Two Vietnamese companies have switched off their blast furnaces in order to minimise financial losses, Kallanish notes.

Vietnam’s Hoa Phat Group will close down two blast furnaces at Hoa Phat Dung Quat this month and plans to also stop operating a third blast furnace at the plant next month. There will only be one blast furnace left operating, which will result in production of around 140,000 tonnes/month of hot rolled coil and construction steel. The Dung Quat steelworks has a finished steel capacity of 5.6 million t/year, comprising 3mt of HRC and 2.6mt of construction long products.

The company also suspended operations this month of two blast furnaces at Hoa Phat Hai Duong, which has an installed 2.2m t/y capacity of construction long products. This will reduce the plant’s operations by two-thirds as there will be one remaining blast furnace operating. The company views the closures as necessary for its survival during the current downturn in the steel industry.

Running the blast furnaces was not sustainable, a Vietnamese industry source says. He notes the company still has a large overhang of stocks. “So, losses will continue as long as the construction and real estate sectors are not recovering,” he comments. The restart of the furnaces has not been scheduled but Hoa Phat could resume operations in the third quarter of 2023, informed sources say. The company plans to commission Hoa Phat Dung Quat 2 Iron & Steel Complex, which will be installed with 5.6m t/y of additional HRC capacity, at end-2024.

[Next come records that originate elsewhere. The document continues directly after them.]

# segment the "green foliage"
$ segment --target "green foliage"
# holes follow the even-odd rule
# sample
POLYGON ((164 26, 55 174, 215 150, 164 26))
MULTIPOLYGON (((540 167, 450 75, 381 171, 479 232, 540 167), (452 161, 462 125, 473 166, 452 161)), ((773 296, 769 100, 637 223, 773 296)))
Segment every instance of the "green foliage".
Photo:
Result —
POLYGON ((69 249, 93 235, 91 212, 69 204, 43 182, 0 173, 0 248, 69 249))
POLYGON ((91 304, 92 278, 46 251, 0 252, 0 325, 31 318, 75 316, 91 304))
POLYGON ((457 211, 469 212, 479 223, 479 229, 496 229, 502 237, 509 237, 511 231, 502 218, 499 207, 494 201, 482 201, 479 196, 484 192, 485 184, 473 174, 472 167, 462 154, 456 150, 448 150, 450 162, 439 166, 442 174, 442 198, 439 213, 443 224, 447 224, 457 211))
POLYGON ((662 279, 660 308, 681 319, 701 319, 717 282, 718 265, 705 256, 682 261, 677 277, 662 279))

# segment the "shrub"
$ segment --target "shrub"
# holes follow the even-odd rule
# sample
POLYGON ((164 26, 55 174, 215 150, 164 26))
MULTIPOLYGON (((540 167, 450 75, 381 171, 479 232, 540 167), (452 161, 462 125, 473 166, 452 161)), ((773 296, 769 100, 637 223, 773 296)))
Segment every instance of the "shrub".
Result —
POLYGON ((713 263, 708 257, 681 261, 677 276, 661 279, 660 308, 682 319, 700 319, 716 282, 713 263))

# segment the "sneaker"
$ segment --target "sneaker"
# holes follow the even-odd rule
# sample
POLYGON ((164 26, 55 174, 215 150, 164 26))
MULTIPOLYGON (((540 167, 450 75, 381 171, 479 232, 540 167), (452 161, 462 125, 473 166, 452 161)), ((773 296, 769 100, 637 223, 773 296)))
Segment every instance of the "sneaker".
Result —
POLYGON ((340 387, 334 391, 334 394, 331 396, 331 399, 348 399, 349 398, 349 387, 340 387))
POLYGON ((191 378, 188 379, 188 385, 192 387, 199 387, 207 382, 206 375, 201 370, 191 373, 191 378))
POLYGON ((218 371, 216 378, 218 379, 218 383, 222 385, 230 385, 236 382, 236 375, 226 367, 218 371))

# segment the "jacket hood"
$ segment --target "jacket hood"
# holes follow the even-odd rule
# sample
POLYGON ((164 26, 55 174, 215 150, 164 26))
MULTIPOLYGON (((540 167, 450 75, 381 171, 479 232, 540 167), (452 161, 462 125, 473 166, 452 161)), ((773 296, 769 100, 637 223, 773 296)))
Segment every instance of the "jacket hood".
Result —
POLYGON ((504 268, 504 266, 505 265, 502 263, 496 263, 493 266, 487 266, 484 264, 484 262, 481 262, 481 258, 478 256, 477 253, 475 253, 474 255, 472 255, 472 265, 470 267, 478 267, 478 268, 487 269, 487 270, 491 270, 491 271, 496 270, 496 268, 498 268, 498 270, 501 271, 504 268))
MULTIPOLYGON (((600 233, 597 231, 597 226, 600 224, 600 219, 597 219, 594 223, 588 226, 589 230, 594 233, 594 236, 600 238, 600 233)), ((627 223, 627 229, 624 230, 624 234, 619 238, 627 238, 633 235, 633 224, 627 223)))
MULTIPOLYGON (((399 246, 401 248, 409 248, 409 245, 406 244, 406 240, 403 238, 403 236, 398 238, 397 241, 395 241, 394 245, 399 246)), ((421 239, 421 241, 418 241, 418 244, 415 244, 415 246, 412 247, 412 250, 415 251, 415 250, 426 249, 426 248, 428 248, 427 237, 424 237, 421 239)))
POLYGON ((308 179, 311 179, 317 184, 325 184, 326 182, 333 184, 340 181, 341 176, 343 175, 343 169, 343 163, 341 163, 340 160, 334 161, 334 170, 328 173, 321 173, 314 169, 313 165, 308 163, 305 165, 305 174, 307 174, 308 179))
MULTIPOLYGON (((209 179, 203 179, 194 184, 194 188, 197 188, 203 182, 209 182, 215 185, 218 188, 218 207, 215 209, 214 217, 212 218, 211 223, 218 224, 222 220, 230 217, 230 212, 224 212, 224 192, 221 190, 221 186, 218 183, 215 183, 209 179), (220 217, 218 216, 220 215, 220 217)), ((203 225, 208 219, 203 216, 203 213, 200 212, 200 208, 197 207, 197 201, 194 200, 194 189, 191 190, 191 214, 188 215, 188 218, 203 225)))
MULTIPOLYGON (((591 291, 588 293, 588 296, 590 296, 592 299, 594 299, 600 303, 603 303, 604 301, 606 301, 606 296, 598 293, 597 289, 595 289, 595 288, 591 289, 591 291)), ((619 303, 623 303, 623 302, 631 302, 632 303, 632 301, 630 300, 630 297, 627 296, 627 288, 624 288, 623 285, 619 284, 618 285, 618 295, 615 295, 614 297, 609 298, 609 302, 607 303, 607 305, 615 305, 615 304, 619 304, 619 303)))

Fellow Vietnamese steel mill Pomina Steel also shut down its 1m t/y design capacity blast furnace in late-September, according to informed sources. A restart will depend on the market situation and the Vietnamese government’s policy on easing current stringent credit and liquidity restrictions, an industry source says.

The other main blast furnace operator in Vietnam, Formosa Ha Tinh, has no plans to shut down its blast furnaces, a company source told Kallanish on Tuesday. The mill has told market participants it is now focused on the export market. There is however market chatter that the producer has reduced its rolling capacity by 30-40% and has been heavily stockpiling its slab instead.